Myanmar has so far denied almost all human rights violations in northern Rakhine State despite UN reports providing many documented accounts of the crimes and global condemnation of the crackdown.

 

The military crackdown was launched in October 2016 after nine policemen were killed in attacks by unidentified gunmen along the border.

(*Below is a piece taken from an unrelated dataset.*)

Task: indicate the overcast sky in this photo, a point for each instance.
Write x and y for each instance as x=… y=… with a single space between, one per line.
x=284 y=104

Authorities blamed the attack on the Rohingya.

 

Myanmar has previously conducted a government probe into the accusations of abuse and murder against the Rohingya in Rakhine, but final reports have astonishingly claimed that no such violations had taken place.

 

The UN’s special rapporteur on Myanmar, Yanghee Lee, has repeatedly slammed the country for its violation of the Rohingyas’ rights. Lee has said the estimated 1.1 million Rohingya Muslims in Rakhine are victims of “decades of systematic and institutionalized discrimination.”

 

“The government’s response to all of these problems seems to currently be to defend, dismiss and deny,” she said in January at the end of a probe of her own into the human rights situation in Myanmar.

 

More than 1,000 Rohingya Muslims may have been killed and almost 69,000 Rohingyas have fled across border to Bangladesh since the crackdown has started, according to UN sources.

 

The Rohingya have faced discrimination in Myanmar for generations. They live in apartheid-like conditions and are not classified as a distinct group under citizenship laws and are regarded instead as illegal immigrants from Bangladesh.